Antimedia

What the hell is going on at Pirbright?

Posted in agriculture, disease, epizootics, farming, foot & mouth, Media, NFU, ovine, Pirbright, sheep, Terrorism, vaccines, virology by Deputy city editor on August 5, 2007

One thing definitely upgraded since the 2001 FMD disaster is the government’s management of information. A good thing for them because the disclosure that the current FMD epizootic could be “made in Whitehall” ought to be a considerable scandal and probably would be if the hacks were not so dense. As in 2001 the best information is not coming from the mainstream media but the bloggers of which Warmwell is the gold standard.

On Sunday we had a choreographed series of news conferences in which the hand of synchronity was readily discernable. The prime minister himself – caring and serious, doing everything possible, stressing the countryside was still open. So that’s all right, then.

The Institute for Animal Health was the first to come out pointing the finger. I think they may have been represented by Gene Kelly, in his softest shuffling shoes. I do not claim to understand this outfit. They may or may not be responsible for Pirbright, it is hard to tell. I confess I am not even clear who owns the freehold, who has the licences, or who issues them. Anyway, they are the first, emerging to say they are cooperating with the government but that their biosecurity is flawless. As even the hacks could figure, this implicity points the finger at Merial Animal Health. Merial has a lab at Pirbright but the relationship with the Institute remains opaque.

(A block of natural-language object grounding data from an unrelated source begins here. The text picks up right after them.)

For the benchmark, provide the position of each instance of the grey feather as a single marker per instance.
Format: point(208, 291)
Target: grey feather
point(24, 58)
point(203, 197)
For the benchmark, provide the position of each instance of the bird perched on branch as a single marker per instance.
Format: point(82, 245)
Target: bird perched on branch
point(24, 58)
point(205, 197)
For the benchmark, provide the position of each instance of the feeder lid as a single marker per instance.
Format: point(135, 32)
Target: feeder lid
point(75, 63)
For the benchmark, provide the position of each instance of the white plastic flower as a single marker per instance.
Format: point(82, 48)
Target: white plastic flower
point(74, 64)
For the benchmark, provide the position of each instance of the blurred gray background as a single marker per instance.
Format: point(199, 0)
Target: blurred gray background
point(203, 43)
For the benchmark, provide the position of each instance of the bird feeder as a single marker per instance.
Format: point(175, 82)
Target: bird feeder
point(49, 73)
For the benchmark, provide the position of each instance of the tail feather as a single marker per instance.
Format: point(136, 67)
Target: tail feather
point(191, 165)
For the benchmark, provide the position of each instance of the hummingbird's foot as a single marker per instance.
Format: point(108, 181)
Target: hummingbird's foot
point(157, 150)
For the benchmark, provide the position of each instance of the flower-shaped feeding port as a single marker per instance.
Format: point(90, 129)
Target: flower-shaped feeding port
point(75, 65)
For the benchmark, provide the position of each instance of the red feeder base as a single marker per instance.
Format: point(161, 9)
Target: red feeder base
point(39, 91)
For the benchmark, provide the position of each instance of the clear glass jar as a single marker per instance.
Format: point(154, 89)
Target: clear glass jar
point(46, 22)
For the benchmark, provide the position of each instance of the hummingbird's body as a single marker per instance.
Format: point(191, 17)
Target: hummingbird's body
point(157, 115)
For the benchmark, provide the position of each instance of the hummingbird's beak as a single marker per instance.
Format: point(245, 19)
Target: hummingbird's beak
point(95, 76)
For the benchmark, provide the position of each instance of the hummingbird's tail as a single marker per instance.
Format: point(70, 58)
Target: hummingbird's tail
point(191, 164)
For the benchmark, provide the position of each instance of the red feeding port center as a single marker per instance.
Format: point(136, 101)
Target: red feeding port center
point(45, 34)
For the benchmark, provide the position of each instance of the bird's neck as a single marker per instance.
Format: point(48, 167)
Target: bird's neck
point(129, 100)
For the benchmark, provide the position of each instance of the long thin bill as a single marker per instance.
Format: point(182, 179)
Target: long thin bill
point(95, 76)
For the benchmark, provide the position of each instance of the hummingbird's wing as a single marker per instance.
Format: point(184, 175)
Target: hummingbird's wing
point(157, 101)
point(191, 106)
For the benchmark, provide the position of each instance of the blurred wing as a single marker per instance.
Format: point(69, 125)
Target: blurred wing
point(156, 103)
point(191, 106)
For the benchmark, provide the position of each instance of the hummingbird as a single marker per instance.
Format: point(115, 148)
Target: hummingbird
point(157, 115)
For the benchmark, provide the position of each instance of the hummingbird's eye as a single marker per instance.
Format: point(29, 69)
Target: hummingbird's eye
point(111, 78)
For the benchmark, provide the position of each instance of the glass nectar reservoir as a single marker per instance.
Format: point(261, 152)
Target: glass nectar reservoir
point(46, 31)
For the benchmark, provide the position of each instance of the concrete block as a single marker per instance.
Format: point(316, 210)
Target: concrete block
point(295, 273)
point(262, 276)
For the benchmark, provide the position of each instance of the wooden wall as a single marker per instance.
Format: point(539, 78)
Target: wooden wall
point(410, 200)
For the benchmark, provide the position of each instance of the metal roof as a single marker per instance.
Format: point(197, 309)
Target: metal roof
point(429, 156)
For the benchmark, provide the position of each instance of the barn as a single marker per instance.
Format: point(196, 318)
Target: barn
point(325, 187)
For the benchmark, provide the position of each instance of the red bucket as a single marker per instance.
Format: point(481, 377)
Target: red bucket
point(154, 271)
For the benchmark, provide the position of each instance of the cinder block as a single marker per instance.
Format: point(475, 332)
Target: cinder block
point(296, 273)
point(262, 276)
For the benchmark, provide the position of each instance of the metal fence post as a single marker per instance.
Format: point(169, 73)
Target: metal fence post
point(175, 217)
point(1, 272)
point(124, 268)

So Merial sends a spokesman, a Mr Donald O’Connor, of fancy footwork, to say that they are cooperating with the government too and their biosecurity is also flawless. Or maybe this was Homer Simpson. One could say he is dancing to the suggestion that the virus could have escaped from the next-door Nissen hut. This could be construed as pointing an implicit finger at the Institute. But Merial is the obvious fall-guy, guilty or not. Whitehall was already briefing on Sunday night that Merial is their prime suspect. There is a suggestion that investigators may have identified an individual as a vector of contact. Stay tuned.

This was a shameful moment for Sky and the BBC live from the scene whose reporters were professionally raped by Merial. What is the point of satellite uplink trucks if your reporters are zombies? No questions were permitted of Merial, despite their status as prime suspect! This is news management at the logical extreme – the journalists are treated simply as conduits. Reporters should have protested and physically obstructed the Merial executive from leaving without answering any. But the days of real journalism are long gone.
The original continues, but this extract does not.